Dead-Man's-Switch and Automation Timeout Design Prompt

Add liveness and timeout safety to automated workflows — designing dead-man's switches, watchdog timers, stuck-run detection, and heartbeat alerts so an automation that hangs, stalls mid-action, or stops running entirely raises an alarm instead of failing silently.

Target user
Platform engineers running long-lived and scheduled automation
Difficulty
Advanced
Tools
Claude, ChatGPT

The prompt

You are a senior automation/platform engineer who has seen a scheduled job silently stop running for a month and a remediation worker hang mid-action holding a lock.
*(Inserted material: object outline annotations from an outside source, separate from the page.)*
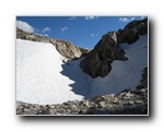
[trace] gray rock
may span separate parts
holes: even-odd
[[[99,108],[105,108],[106,107],[105,102],[99,102],[97,105],[98,105]]]
[[[133,21],[122,31],[109,32],[102,36],[94,49],[80,63],[81,69],[92,78],[106,76],[114,60],[126,61],[125,50],[119,46],[122,43],[133,44],[139,39],[139,35],[148,34],[148,19]]]
[[[16,38],[33,40],[33,41],[50,43],[56,47],[56,49],[60,55],[62,55],[68,59],[77,59],[82,56],[86,56],[91,51],[91,49],[84,49],[74,46],[70,41],[66,41],[61,39],[52,39],[46,36],[26,33],[20,28],[16,28]]]
[[[127,60],[125,51],[117,44],[116,32],[105,34],[94,49],[80,63],[82,70],[92,78],[106,76],[114,60]]]
[[[134,102],[132,102],[132,100],[129,100],[129,102],[128,102],[128,105],[129,105],[129,106],[132,106],[133,104],[134,104]]]

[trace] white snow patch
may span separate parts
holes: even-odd
[[[16,39],[16,100],[61,104],[134,90],[148,66],[147,36],[120,46],[129,60],[114,61],[107,76],[92,79],[80,69],[81,59],[65,60],[51,44]]]
[[[59,104],[90,97],[79,61],[68,66],[63,64],[61,58],[51,44],[16,39],[16,100]],[[66,74],[72,75],[72,80],[61,73],[65,73],[62,67],[66,67]],[[77,88],[73,88],[73,84],[77,84]],[[81,92],[84,96],[71,90]]]

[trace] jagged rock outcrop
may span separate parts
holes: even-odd
[[[148,34],[148,19],[132,21],[124,29],[117,32],[117,43],[133,44],[139,39],[139,35]]]
[[[134,91],[52,105],[17,102],[16,115],[148,115],[148,68]]]
[[[117,44],[116,32],[107,33],[95,48],[81,61],[80,67],[92,78],[106,76],[114,60],[127,60],[126,52]]]
[[[148,34],[148,19],[133,21],[122,31],[109,32],[97,43],[94,49],[80,63],[81,69],[92,78],[106,76],[114,60],[128,60],[119,44],[133,44],[139,35]]]
[[[42,43],[51,43],[56,47],[58,52],[68,59],[77,59],[82,56],[86,56],[91,51],[90,49],[84,49],[74,46],[70,41],[52,39],[46,36],[26,33],[20,28],[16,28],[16,38]]]

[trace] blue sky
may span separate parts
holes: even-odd
[[[51,38],[69,40],[82,48],[94,48],[101,37],[145,16],[16,16],[16,26]]]

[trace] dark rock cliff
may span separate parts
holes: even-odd
[[[92,78],[106,76],[114,60],[128,60],[119,44],[133,44],[139,35],[148,34],[148,19],[133,21],[124,29],[109,32],[102,36],[94,49],[80,63],[81,69]]]

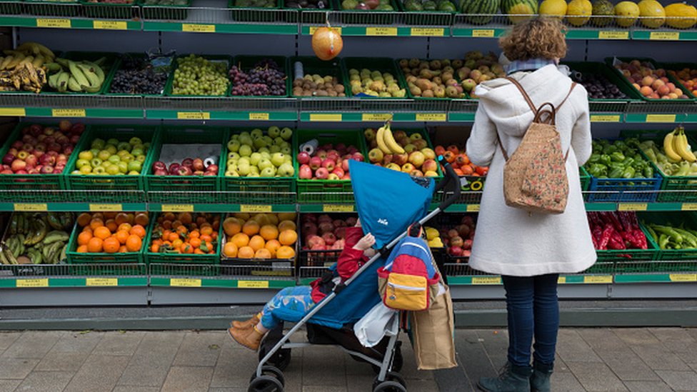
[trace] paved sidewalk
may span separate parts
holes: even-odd
[[[403,345],[409,391],[469,391],[506,359],[500,330],[458,330],[461,366],[418,371]],[[555,392],[697,391],[697,329],[563,329]],[[0,332],[0,392],[246,391],[256,355],[224,331]],[[370,391],[370,366],[329,348],[294,350],[286,391]],[[440,389],[439,388],[440,387]]]

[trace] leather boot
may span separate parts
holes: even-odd
[[[553,365],[545,365],[533,361],[533,376],[530,378],[531,392],[551,392],[550,378],[552,376]]]
[[[482,377],[477,386],[485,392],[530,392],[531,373],[531,366],[516,366],[508,363],[498,377]]]
[[[234,320],[232,321],[232,328],[235,329],[249,329],[250,328],[254,328],[258,323],[259,323],[259,314],[255,314],[254,317],[246,321]]]
[[[253,351],[259,349],[259,343],[261,343],[261,338],[264,338],[264,333],[259,332],[256,327],[249,329],[231,328],[228,332],[235,341]]]

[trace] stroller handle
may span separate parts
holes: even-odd
[[[455,173],[453,166],[446,161],[442,155],[438,156],[438,161],[443,166],[443,169],[445,169],[446,176],[436,184],[436,191],[443,190],[443,193],[445,195],[448,195],[450,192],[453,194],[450,196],[446,197],[438,206],[441,211],[444,211],[460,198],[461,185],[460,184],[460,177],[457,175],[457,173]]]

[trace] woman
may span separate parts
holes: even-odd
[[[508,76],[518,81],[534,105],[559,106],[556,129],[564,151],[569,194],[563,213],[528,213],[508,207],[503,198],[505,159],[516,151],[533,114],[513,83],[498,79],[481,83],[467,154],[488,166],[470,266],[503,277],[508,322],[508,364],[497,378],[481,378],[489,392],[549,391],[559,325],[557,280],[560,273],[583,271],[596,261],[586,218],[578,166],[591,156],[591,124],[586,89],[558,69],[566,54],[563,27],[552,18],[516,24],[499,45],[511,63]],[[571,93],[569,91],[571,91]],[[533,366],[531,345],[534,336]]]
Design liveness and timeout safety for our automation.

I will provide:
- The automated workflows (scheduled jobs, queue workers, long-running orchestrations)
- Expected run cadence and per-step duration for each
- The orchestration/scheduling stack we use
- Past incidents of stuck, hung, or silently-stopped automation

Your job:

1. **Liveness model** — for each workflow define what "alive and healthy" means: expected heartbeat cadence, max run duration, and max gap between successful runs.
2. **Dead-man's switches** — design switches that alert when an expected heartbeat or scheduled run does NOT arrive (catching the silent-stop case), not only when something errors.
3. **Per-step timeouts** — specify timeouts at action and overall-run level, with what happens on timeout (abort, release locks, mark for retry, escalate) so nothing hangs indefinitely holding resources.
4. **Stuck-run detection** — define how an in-progress run that's exceeded its budget is detected, force-terminated safely, and its partial work reconciled.
5. **Resource release** — ensure locks/leases/claims held by a killed run are released or expire, so a dead run can't block the fleet.
6. **Escalation** — map each timeout/liveness failure to the right alert and the human-handoff condition.

Output as: (a) the per-workflow liveness spec (heartbeat, max-duration, max-gap), (b) the dead-man's-switch alert rules, (c) the timeout matrix (per-step and per-run with on-timeout behavior), (d) stuck-run detection and safe-termination procedure, (e) resource-release and escalation rules.

Default to failing loud and safe: prefer aborting and alerting over letting a run hang, ensure a force-terminated run releases its locks and leaves no half-applied change, and require a tested back-out for any action that could be interrupted mid-flight.